While I can't speak for others, their feelings or their faith, I can say that today brought me back to a place that I needed to be. I had allowed my sanctuary to be deemed non-essential, when in reality, it was the most essential part of my life. It is my place of peace, where in just moments I realized that no one but God is in control and in all of the chaos, He is allowing us to learn what is really important in this world. Perhaps we have to know fear, hate, unrest and abject sorrow before we are ready to appreciate our blessings, know that fear cannot walk side by side with faith, that hate never solved anything and that love is a powerful gift. Maybe God is allowing us to bleed a little before we can heal completely. I really don't know God's plan, but I do know that all I must do is ask and He is there. He holds me securely in His grace and never more so than when I am in His house.

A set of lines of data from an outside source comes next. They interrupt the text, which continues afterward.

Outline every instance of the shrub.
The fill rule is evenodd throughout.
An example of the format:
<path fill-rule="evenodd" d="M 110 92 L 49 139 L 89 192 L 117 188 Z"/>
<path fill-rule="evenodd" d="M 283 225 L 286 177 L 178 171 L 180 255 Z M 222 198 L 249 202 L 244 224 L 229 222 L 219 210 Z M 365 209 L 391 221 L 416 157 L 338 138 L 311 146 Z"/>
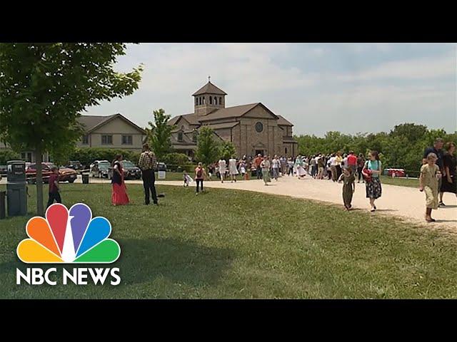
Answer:
<path fill-rule="evenodd" d="M 0 165 L 5 165 L 9 160 L 18 160 L 21 159 L 21 155 L 12 150 L 0 150 Z"/>
<path fill-rule="evenodd" d="M 187 165 L 191 164 L 187 155 L 184 153 L 168 153 L 159 162 L 168 165 Z"/>

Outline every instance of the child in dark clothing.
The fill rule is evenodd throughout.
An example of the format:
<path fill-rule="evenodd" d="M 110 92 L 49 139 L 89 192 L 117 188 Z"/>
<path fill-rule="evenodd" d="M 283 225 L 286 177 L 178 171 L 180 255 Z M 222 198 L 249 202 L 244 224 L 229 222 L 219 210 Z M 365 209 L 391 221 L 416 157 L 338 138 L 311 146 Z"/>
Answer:
<path fill-rule="evenodd" d="M 351 167 L 344 167 L 343 169 L 343 173 L 338 180 L 340 182 L 343 180 L 343 202 L 344 202 L 344 207 L 346 210 L 351 210 L 352 208 L 352 195 L 356 191 L 356 177 L 352 172 Z"/>
<path fill-rule="evenodd" d="M 49 176 L 49 200 L 48 200 L 48 205 L 49 207 L 54 202 L 54 200 L 57 203 L 61 203 L 62 200 L 59 193 L 59 169 L 54 166 L 51 169 L 52 173 Z"/>

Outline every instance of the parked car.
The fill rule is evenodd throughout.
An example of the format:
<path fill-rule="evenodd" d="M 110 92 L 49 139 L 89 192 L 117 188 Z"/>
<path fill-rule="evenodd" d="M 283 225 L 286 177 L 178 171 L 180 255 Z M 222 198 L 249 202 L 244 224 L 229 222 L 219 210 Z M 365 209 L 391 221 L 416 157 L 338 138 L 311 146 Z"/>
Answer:
<path fill-rule="evenodd" d="M 154 171 L 166 171 L 166 165 L 164 162 L 158 162 Z"/>
<path fill-rule="evenodd" d="M 405 177 L 406 173 L 405 169 L 384 169 L 384 175 L 390 177 L 392 177 L 393 175 L 395 175 L 395 177 Z"/>
<path fill-rule="evenodd" d="M 141 170 L 139 167 L 130 160 L 122 160 L 122 167 L 124 168 L 124 177 L 125 180 L 139 180 L 141 177 Z M 113 167 L 109 167 L 108 171 L 108 178 L 113 177 Z"/>
<path fill-rule="evenodd" d="M 8 165 L 0 165 L 0 175 L 6 175 L 8 172 Z"/>
<path fill-rule="evenodd" d="M 108 160 L 95 160 L 91 164 L 89 175 L 99 178 L 108 178 L 108 172 L 111 163 Z"/>
<path fill-rule="evenodd" d="M 66 167 L 74 170 L 77 173 L 81 173 L 81 170 L 83 170 L 83 165 L 79 160 L 70 160 Z"/>
<path fill-rule="evenodd" d="M 52 162 L 42 162 L 41 163 L 41 175 L 43 176 L 43 182 L 45 183 L 48 182 L 49 179 L 49 176 L 51 175 L 51 169 L 54 167 L 54 165 Z M 78 175 L 76 172 L 69 167 L 61 167 L 59 169 L 59 182 L 69 182 L 70 183 L 73 183 L 76 179 L 78 177 Z M 36 183 L 36 164 L 30 163 L 29 165 L 26 167 L 26 177 L 29 180 L 29 182 Z"/>

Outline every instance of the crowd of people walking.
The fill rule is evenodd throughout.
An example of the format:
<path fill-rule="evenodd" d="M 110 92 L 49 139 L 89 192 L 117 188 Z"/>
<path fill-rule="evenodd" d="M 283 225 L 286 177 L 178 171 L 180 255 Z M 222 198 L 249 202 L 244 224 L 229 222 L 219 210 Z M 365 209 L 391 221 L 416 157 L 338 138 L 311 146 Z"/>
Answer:
<path fill-rule="evenodd" d="M 443 202 L 444 192 L 457 195 L 457 173 L 456 161 L 456 144 L 452 142 L 444 145 L 442 139 L 436 139 L 433 146 L 425 149 L 423 165 L 419 175 L 419 190 L 426 195 L 426 220 L 434 222 L 432 210 L 439 207 L 446 207 Z M 114 205 L 123 205 L 129 202 L 127 189 L 124 179 L 122 155 L 118 155 L 113 160 L 113 177 L 111 202 Z M 144 187 L 144 204 L 149 204 L 152 198 L 157 204 L 157 194 L 155 189 L 154 167 L 157 160 L 147 144 L 144 145 L 143 152 L 138 162 L 142 171 Z M 330 154 L 317 153 L 311 155 L 298 155 L 296 157 L 284 155 L 261 155 L 254 157 L 243 155 L 240 160 L 234 156 L 226 160 L 221 157 L 217 162 L 208 165 L 207 170 L 201 162 L 194 170 L 196 194 L 204 191 L 204 181 L 217 177 L 221 182 L 230 180 L 236 182 L 238 179 L 248 180 L 251 177 L 262 180 L 266 186 L 274 180 L 278 182 L 280 177 L 306 177 L 333 182 L 343 183 L 342 197 L 344 207 L 352 209 L 352 197 L 356 190 L 355 182 L 365 183 L 366 198 L 368 199 L 370 211 L 376 212 L 376 200 L 382 195 L 380 176 L 383 172 L 383 165 L 378 151 L 371 150 L 367 157 L 363 153 L 356 155 L 350 150 L 347 154 L 336 152 Z M 241 177 L 241 178 L 240 178 Z M 194 180 L 187 172 L 184 174 L 184 186 L 189 186 Z M 54 182 L 50 186 L 54 196 Z M 58 191 L 58 190 L 57 190 Z M 50 197 L 49 202 L 54 202 Z"/>

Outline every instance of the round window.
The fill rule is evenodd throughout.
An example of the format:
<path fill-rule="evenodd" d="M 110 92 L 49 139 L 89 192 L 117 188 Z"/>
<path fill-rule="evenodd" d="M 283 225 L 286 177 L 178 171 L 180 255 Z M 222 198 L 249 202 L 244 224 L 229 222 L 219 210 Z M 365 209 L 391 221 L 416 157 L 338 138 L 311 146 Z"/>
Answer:
<path fill-rule="evenodd" d="M 263 124 L 261 122 L 256 123 L 256 130 L 259 133 L 263 130 Z"/>

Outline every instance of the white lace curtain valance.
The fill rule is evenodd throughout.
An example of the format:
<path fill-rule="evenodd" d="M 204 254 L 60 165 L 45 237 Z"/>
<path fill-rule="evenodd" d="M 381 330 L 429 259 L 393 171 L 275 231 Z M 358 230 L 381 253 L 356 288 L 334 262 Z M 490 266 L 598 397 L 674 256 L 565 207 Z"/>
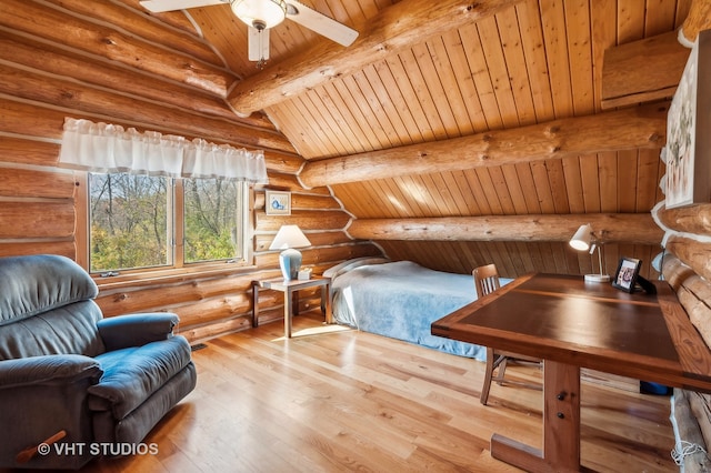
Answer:
<path fill-rule="evenodd" d="M 92 172 L 269 182 L 263 151 L 71 118 L 64 119 L 59 163 Z"/>

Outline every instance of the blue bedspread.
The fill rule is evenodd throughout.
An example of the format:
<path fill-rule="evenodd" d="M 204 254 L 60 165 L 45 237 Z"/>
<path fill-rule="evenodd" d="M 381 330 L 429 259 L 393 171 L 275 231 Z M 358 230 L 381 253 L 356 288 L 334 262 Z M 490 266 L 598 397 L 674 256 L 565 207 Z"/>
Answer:
<path fill-rule="evenodd" d="M 508 281 L 502 281 L 505 283 Z M 432 335 L 435 320 L 477 299 L 471 275 L 411 261 L 362 265 L 332 281 L 333 320 L 364 332 L 485 360 L 487 349 Z"/>

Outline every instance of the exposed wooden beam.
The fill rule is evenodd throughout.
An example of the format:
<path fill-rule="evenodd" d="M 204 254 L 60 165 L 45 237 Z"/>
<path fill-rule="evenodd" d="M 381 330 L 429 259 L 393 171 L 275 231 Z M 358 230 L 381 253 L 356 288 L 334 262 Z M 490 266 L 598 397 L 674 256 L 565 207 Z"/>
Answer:
<path fill-rule="evenodd" d="M 645 38 L 604 51 L 602 109 L 673 97 L 689 59 L 677 32 Z"/>
<path fill-rule="evenodd" d="M 711 29 L 711 1 L 692 0 L 689 14 L 679 30 L 679 42 L 691 48 L 699 31 L 708 29 Z"/>
<path fill-rule="evenodd" d="M 662 207 L 657 212 L 661 223 L 668 229 L 682 233 L 711 234 L 711 203 L 700 203 L 675 209 Z"/>
<path fill-rule="evenodd" d="M 263 110 L 323 82 L 444 31 L 488 18 L 520 0 L 402 0 L 357 26 L 356 42 L 343 48 L 323 40 L 300 54 L 236 84 L 228 95 L 241 114 Z"/>
<path fill-rule="evenodd" d="M 555 120 L 511 130 L 378 150 L 306 163 L 306 188 L 518 164 L 590 152 L 661 148 L 668 104 L 653 104 Z"/>
<path fill-rule="evenodd" d="M 602 243 L 660 244 L 664 233 L 650 213 L 357 219 L 347 232 L 363 240 L 568 241 L 583 223 Z"/>

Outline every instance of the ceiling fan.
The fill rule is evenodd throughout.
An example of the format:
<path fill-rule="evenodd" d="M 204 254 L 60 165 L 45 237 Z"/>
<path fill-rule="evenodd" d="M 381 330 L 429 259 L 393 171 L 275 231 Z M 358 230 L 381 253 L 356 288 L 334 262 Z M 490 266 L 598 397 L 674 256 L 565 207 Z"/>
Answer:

None of us knows God's plan for us, nor the hour and design of our death. Those things, only God knows and I have no control over any of it. What I can control though, is how I choose to live my life going forward, and living in fear and robbing myself of my faith and that which is spiritually essential to me, is not living at all. I need to refocus on the fact that God is bigger than any virus, any riot, any political party and anyone or anything in His creation.
Yes....a lot of lessons were learned today as I pulled myself back to a peaceful center. What a beautiful day to renew my faith and re-evaluate "essential."
So....I went to Mass today.
*As always, this is my blog and these are my thoughts, feelings and opinions. I in no way expect anyone to think, feel or express themselves as I do... just because I do. I do however, expect you to respect my right to have them just as I respect yours.